There is a sense of silence. Sighing (as a job well done) resting, joy for a job well completed. To then stop, cease from all and contemplate and be.
We can imagine the heavenly silence, even an echo of that silence. Stillness, and yet welling up of a joy from somewhere deep within, of something new that was never before.
He ceased from His labours and drew breath. All that had been in Yahweh’s heart and mind completed as he thought and spoke those desires. He closed His eyes and heard the new murmur of creation. He could hear through time an echo of all the blessings, pleadings, joy, laughter, sorrows prayers of every creature he had created and through “Adam” He would continue to generate. He heard an echo of creation in travail, in awe, in joy. He heard the dawn break through the darkness. He heard the light crown the day. He heard the winds caress the trees and waters shimmering like pearls. He heard the freshness of green and the lion and the lamb frolicking together. He heard the joy of food for the earthly and for the eternal journey. He heard the murmur of the heavens and seas, and of the beasts wild and tame. In that moment of creation Yahweh created and was well pleased and declared that all was “very good.”

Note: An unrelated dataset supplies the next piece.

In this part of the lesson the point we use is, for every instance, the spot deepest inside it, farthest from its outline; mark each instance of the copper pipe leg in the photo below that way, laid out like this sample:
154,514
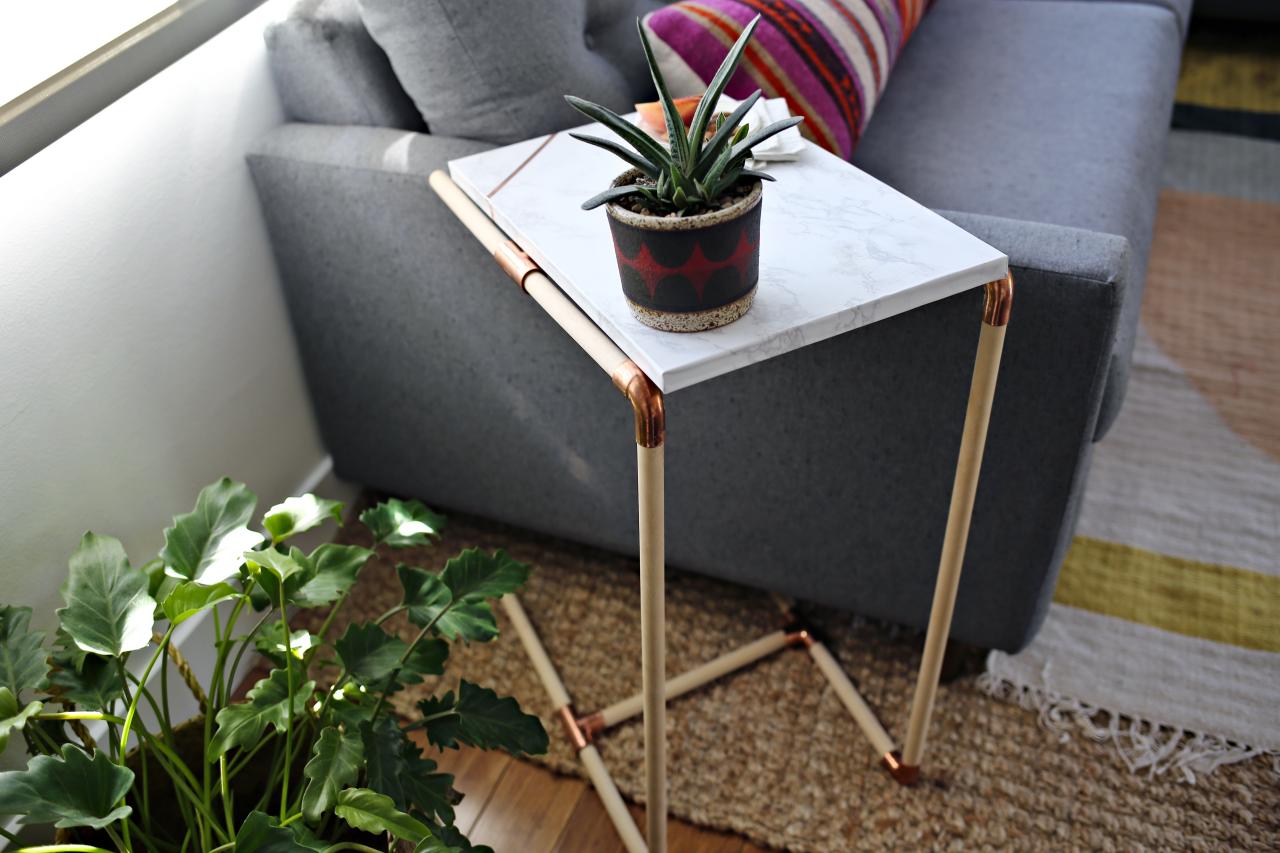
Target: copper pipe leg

On the seventh day He ceased from his Labours and drew breath and in the silence between the inhaling and exhaling of His breath He heard the stream of creation parade through time in all its glory. In the silence He heard the footsteps of man. “In our image and likeness” in whose reflection He was able to see His own countenance and that of His own son reflected. In the silence of the 7th day, He heard an echo of need and said “Let there be” On the 7th day he ceased from his labours and drew breath and saw His work transformed from the palette of his heart and vision into the concrete reality. On the 7th Day he ceased from his labours and celebrated Shabbat.Shabbat, the day to stand and even hear the stillness, and in the act of stillness to hear all creation worship Him. On the 7th day He ceased from his labours and drew breath and returned to the centre of His being for there was no more to do. No more originals because He had created the templates in the image of His son, whose own name among “children of Adam” would be Immanuel. He had created the works of love and life and now rested for it was now the 7th day and ……. Shabbat.